Other stars were Lynette Yiadom-Boakye and her poignant Leave A Brick Under the Maple (2015), surpassing the high estimate of £450,000 and hammering at £795,000 at Phillips. The sale follows on from her well-received inclusion in Ghana’s inaugural pavilion at the Venice Biennale.
Toyin Ojih Odutola’s broke her own record set only a few weeks earlier with Compound Leaf (2017),a large self-portrait, which went for £471,000, more than three times the high estimate for the work.
South AfricanMarlene Dumas’s Losing (Her Meaning), an intimate painting of a nude face down in a pool coloured in a melancholic blue was offered at auction for the first time. The work broke all expectations and soared to £1.2 million.

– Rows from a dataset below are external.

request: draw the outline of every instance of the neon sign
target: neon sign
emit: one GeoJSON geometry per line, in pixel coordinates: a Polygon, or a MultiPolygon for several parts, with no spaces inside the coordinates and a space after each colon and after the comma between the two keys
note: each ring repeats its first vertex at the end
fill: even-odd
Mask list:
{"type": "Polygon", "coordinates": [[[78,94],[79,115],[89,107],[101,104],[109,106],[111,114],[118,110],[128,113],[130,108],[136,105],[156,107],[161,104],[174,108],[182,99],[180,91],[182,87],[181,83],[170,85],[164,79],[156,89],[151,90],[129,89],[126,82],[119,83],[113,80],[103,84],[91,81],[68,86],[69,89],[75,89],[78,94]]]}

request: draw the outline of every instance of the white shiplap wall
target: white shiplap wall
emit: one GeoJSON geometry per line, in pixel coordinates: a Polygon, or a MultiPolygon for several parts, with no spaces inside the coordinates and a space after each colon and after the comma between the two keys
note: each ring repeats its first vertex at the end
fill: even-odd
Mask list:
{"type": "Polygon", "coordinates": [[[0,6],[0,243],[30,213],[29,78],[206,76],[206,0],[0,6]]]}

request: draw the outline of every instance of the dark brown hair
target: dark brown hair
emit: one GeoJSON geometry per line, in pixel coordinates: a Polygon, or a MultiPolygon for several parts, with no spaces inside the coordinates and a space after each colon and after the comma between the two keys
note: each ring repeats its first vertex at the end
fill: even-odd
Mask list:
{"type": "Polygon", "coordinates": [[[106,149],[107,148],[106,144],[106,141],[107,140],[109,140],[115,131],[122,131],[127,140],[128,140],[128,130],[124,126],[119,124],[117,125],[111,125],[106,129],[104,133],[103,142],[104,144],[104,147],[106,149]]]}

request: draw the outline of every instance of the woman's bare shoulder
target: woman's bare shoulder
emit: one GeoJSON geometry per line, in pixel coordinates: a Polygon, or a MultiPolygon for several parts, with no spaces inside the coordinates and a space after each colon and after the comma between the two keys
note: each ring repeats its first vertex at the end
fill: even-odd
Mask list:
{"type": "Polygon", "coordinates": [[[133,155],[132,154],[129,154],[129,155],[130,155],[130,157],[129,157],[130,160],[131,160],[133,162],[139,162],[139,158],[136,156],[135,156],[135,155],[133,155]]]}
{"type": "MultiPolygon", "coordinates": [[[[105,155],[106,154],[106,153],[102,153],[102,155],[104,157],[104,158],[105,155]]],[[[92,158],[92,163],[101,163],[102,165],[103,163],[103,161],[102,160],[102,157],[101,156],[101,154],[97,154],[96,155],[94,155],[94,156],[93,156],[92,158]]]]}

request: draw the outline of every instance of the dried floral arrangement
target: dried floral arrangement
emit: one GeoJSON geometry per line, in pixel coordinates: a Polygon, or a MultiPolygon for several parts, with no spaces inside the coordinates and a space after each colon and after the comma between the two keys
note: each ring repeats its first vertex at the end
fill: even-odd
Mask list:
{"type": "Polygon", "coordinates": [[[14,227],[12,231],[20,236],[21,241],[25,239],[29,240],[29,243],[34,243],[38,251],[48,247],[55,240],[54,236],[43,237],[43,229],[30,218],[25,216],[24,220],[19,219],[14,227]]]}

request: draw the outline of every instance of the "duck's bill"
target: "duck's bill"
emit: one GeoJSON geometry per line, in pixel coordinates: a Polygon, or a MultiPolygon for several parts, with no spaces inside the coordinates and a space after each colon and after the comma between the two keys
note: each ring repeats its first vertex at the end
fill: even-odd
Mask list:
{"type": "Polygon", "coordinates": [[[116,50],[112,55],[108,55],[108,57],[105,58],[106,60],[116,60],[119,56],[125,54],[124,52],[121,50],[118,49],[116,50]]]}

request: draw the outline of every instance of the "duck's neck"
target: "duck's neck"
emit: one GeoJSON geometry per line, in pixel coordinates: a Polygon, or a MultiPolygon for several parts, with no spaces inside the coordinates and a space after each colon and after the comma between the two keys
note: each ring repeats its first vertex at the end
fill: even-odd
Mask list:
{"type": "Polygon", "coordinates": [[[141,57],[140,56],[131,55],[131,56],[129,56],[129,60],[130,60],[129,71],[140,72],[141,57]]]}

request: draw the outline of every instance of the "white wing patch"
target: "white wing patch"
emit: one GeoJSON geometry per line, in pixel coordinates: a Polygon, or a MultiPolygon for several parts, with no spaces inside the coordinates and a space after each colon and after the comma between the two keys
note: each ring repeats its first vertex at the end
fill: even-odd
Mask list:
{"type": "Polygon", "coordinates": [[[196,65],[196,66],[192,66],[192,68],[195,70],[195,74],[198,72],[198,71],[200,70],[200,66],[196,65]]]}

With the exception of Dumas, the artists discussed here deal with themes of black subjectivity. They often use self-portraits or an abstracted figurative style. In contrast, Kara Walker’s Four Idioms on Negro Art #4 Primitivism, while only just surpassing the high estimate to hammer for £395,250, depicts four silhouettes with more violence. A police figure, who is kicking or holding down a schematised black figure, is intertwined with the breast of another in a smile/ grimace, whilst a skull-headed figure is prostrate at the foot of the canvas. The title suggests Walker is playing with stereotypes of the exotic/erotic referenced by European artists wanting to use a “folk art” aesthetic – notably Paul Gauguin, but also Emil Nolde and the German Expressionists.
These sales follows an announcement several months earlier that Walker will be the artist featured for the Tate Modern’s annual Hyundai Commission in the Turbine Hall, opening later this year on October 2. Yiadom-Boakye will also show a major solo show at the Tate Britain in May 2020, indicating that the attention around these artists will likely continue.
Commentators have been quick to notice that this year marks the first time all three auction houses had sales in the same week since 2016. While most are attributing this saturation as an explanation for some lukewarm results, we’re thinking that perhaps our predictions for an increased sensitivity within the art market towards racial and gender identity politics seem to be coming true. Collectors are diversifying and it is clear there is an upward momentum for artists outside the standard male and Eurocentric canon.